III
Após os dias cruéis de Abril fomos estabelecer o nosso bivaque às portas de Lillers. Meses antes era a sede do grande Q. G. De um exército britânico. Era uma cidade cheia de vida, em cuja estação desembarcavam cada dia oficiais às centenas. Havia mulheres, automóveis circulando, restaurantes, um cinematógrafo. Quando ali passámos pela primeira vez, numa manhã de sol radiante, não havia ninguém. Fora totalmente evacuada oito dias antes, em parte pelas ordens das autoridades, em parte pelo fogo inimigo que arrasara a estação e queria a todo o transe cortar a linha férrea. A artilharia boche ainda não fizera toda a sua obra. Lillers estava quase intacta. Não tinha um único vidro; mas contavam-se as casas destruídas. Apenas a zona do arrabalde e a da linha férrea tinham sofrido duramente. No entanto estava totalmente deserta. Apenas a certas esquinas uns velhos escoceses do trânsito, de saiote e boina, agitavam as suas bandeirinhas para guiar os camions que passavam com fragor.

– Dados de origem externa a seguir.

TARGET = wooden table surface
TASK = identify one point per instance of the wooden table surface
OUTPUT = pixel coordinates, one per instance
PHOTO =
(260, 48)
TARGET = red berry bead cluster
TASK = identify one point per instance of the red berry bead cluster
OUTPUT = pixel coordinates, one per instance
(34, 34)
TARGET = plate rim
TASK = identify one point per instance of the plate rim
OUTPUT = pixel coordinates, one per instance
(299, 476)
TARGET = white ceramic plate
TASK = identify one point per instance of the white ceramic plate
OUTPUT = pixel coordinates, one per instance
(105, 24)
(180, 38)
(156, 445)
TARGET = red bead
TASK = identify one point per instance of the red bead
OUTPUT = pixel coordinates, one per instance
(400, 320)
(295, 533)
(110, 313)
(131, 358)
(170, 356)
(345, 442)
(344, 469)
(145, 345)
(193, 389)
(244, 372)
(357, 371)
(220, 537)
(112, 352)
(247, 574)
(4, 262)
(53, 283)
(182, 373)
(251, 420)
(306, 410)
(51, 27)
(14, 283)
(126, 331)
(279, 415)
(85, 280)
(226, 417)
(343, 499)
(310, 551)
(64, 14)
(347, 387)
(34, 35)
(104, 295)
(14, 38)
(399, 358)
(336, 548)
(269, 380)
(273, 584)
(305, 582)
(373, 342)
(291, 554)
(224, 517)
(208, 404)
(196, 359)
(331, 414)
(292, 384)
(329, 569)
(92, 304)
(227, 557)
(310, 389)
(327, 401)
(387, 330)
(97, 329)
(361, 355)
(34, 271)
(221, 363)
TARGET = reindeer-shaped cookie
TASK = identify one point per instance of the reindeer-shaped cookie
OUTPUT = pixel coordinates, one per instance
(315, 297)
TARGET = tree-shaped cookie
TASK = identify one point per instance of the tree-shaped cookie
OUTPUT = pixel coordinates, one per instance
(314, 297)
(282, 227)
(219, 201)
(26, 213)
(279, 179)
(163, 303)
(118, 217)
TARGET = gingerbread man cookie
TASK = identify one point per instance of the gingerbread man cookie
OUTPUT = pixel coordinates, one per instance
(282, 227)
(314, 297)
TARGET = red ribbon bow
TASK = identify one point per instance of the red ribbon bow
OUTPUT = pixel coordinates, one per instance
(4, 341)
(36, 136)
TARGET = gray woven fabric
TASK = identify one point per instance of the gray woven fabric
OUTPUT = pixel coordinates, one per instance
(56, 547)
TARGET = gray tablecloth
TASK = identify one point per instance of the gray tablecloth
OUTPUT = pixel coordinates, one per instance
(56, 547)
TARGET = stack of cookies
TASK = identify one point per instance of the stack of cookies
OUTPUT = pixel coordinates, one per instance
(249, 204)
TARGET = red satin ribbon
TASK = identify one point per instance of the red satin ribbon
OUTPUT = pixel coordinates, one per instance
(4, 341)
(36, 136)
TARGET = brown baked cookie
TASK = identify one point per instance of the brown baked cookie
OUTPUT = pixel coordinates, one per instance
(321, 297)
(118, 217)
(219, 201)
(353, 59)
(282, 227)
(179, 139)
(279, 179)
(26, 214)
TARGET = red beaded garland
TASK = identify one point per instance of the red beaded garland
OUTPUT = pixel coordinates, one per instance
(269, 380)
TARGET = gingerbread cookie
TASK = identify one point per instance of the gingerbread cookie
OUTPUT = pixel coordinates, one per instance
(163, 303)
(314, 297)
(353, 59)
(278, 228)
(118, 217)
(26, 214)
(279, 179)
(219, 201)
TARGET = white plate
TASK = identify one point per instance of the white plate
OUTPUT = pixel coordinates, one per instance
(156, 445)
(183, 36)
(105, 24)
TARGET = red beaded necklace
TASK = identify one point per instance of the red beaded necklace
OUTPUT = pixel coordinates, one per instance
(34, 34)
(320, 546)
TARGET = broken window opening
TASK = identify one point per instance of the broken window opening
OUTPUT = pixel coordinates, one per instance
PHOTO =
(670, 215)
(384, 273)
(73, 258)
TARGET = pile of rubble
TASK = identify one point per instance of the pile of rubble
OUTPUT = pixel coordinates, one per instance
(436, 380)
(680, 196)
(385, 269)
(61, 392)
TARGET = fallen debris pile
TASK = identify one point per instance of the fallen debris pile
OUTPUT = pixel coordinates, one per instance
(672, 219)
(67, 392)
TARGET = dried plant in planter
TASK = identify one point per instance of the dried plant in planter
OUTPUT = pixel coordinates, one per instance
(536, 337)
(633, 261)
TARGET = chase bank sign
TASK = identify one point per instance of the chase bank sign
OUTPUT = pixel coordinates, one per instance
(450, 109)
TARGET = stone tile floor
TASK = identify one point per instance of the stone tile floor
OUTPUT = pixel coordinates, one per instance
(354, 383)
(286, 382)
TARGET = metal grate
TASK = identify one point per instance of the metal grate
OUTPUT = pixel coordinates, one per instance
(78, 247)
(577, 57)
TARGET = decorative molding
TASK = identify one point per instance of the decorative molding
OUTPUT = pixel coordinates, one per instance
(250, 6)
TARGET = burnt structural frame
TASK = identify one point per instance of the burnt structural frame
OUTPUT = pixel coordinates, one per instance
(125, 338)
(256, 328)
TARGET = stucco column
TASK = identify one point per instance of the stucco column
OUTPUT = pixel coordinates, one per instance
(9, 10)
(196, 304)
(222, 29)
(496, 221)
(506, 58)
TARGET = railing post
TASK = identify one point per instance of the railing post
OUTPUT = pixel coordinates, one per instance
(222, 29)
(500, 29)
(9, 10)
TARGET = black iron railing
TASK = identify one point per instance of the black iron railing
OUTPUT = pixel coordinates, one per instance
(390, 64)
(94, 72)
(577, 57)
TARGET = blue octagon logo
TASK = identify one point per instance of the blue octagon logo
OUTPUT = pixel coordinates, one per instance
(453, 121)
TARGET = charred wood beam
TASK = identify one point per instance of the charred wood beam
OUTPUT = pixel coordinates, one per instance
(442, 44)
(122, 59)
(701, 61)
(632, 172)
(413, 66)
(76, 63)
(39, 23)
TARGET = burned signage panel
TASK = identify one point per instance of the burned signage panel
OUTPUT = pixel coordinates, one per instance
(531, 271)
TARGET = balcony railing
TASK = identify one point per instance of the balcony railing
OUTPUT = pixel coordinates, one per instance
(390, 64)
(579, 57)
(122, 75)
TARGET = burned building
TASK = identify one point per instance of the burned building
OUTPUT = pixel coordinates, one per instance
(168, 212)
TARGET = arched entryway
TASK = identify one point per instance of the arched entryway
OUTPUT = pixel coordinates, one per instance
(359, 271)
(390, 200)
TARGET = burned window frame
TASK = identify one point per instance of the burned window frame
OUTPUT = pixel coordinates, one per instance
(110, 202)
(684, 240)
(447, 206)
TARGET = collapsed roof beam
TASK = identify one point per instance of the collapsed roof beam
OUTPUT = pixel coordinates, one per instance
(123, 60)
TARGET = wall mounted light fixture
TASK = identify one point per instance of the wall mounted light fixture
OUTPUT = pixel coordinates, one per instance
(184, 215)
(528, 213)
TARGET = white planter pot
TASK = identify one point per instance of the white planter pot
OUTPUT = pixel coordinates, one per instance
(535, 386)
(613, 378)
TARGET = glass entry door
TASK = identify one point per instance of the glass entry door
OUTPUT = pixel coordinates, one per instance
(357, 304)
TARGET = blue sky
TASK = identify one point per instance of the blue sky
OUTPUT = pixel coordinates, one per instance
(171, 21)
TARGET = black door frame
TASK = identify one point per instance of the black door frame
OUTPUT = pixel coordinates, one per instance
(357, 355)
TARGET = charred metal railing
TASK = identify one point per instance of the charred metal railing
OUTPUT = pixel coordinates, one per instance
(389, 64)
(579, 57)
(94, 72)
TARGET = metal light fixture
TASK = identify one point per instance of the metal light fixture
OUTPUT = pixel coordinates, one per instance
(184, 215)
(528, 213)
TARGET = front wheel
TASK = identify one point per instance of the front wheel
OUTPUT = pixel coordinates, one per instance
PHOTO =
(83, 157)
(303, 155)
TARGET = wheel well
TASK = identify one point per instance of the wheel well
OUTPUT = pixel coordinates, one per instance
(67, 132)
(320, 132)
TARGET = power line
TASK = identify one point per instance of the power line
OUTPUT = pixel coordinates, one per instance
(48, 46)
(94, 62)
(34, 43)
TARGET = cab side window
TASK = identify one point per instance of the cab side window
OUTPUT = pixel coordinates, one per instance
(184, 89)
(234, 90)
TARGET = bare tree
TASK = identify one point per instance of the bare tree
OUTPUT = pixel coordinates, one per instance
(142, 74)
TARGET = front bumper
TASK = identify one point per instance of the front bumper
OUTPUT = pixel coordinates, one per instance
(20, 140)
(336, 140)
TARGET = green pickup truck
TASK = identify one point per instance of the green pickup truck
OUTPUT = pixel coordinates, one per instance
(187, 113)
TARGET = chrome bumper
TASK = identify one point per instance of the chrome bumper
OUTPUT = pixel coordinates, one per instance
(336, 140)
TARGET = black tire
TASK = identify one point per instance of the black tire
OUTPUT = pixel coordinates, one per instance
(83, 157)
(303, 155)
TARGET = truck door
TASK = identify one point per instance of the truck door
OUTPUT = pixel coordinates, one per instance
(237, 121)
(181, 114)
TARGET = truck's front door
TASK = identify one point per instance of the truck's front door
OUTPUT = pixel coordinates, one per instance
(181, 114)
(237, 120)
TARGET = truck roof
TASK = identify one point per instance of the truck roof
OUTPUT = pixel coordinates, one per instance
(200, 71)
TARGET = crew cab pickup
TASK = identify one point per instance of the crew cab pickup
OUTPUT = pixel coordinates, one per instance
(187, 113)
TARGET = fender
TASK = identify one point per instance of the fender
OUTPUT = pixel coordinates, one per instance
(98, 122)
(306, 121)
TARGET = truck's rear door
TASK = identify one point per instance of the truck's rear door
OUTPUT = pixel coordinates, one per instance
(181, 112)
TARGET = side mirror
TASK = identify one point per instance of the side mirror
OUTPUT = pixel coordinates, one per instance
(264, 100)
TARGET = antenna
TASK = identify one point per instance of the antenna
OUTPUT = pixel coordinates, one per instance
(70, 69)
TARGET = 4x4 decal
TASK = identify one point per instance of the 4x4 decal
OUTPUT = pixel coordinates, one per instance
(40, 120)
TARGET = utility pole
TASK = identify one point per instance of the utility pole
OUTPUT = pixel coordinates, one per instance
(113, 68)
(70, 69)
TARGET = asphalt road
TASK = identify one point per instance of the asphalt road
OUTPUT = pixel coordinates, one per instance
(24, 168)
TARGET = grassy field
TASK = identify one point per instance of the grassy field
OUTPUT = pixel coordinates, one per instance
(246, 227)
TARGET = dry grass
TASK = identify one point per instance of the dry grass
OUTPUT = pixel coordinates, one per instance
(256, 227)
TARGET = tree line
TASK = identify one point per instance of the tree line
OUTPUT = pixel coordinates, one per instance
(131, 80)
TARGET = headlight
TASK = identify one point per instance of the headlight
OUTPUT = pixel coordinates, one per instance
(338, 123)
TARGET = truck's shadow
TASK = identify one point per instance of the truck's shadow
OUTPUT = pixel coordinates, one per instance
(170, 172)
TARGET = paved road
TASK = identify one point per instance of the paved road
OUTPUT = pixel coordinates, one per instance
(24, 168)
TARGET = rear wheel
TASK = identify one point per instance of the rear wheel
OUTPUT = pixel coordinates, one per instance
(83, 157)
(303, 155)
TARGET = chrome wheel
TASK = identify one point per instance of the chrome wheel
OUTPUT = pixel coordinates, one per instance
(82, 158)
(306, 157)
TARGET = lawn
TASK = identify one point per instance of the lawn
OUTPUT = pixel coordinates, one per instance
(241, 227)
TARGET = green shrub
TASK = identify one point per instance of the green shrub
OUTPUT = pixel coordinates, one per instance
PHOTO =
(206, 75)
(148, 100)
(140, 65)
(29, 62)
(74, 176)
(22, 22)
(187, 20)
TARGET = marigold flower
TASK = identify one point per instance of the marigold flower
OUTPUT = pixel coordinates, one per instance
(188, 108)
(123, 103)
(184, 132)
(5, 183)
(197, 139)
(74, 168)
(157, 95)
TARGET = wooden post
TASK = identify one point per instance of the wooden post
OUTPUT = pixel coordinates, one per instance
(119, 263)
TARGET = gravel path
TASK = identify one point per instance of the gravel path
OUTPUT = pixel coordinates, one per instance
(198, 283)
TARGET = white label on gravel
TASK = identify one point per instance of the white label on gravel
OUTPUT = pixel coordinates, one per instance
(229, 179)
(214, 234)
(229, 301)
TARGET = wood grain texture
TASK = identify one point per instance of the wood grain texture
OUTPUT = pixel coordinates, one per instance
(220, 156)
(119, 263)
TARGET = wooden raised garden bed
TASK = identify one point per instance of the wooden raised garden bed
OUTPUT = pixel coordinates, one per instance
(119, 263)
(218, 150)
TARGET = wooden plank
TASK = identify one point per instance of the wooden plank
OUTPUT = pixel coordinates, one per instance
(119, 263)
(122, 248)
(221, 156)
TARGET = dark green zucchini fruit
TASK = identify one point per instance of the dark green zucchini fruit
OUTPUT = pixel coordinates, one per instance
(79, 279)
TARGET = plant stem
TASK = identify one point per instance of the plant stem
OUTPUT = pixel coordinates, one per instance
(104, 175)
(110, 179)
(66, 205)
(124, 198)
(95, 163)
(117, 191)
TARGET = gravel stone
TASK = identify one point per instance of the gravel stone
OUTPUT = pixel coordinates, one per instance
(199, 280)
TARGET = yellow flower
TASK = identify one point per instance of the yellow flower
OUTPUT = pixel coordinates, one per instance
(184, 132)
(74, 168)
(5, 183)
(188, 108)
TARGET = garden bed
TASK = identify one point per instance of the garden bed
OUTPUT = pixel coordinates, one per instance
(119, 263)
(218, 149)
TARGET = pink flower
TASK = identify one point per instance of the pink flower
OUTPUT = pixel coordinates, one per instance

E era uma sensação extremamente curiosa passear em Lillers abandonada, com a perpétua ameaça de uma granada que podia chegar. Nessa cidade, donde a vida humana fugira, viviam as casas e falavam naquele silêncio de sepulcro. Pareciam soldados alinhados a quem se tivesse dado a ordem de ficar até ao fim, e contavam-nos histórias. A casa baixinha, de persianas brancas, escondida atrás de um jardim, dizia a felicidade de uma família antes da guerra. No jardim sentavam-se à tarde dois velhos que ali tinham visto crescer os filhos e viam crescer os netos. A escola defronte, com o seu grande pátio, dizia-nos histórias de crianças, a louca galopada das horas de recreio, a grande solenidade do dia de prémios em que os pequenos heróis saíam pela mão das mães com coroas de papel enfiadas nos braços que eram o seu orgulho e livros de gravuras encadernados em vermelho que iam ser o seu encanto. Aquele Café de la Place contava as intermináveis partidas de manilha e de piquet, o repicar das bolas no bilhar de dentro. A casa de modas que se intitula em grandes letras La Ruche e cujo dono de barretinho de seda eu conhecera naufragado numa humilde aldeia da retaguarda, segredava-nos todas as tentações dos seus mostruários, onde, de quando em quando, surgiam para aquela províncias novidades de Paris. Falava a velha igreja, falava o teatro, a mairie, a cadeia numa travessa escura… Todas aquelas casas tinham que contar. Acima de todas, porém, falava claramente a loja do sr. Thaine, relojoeiro. Viera uma granada e acertara-lhe em cheio. Pobre relojoaria, em que estado te pusera o boche! Mas sobre a tua porta ficara quase incólume a tabuleta onde em grandes letras douradas o teu dono mandou outrora escrever o seu nome. A explosão levara apenas a primeira letra e as restantes ficavam brilhando ao sol, como um santo e senha dado às outras casas, soldados alinhados à espera da morte: …HAINE.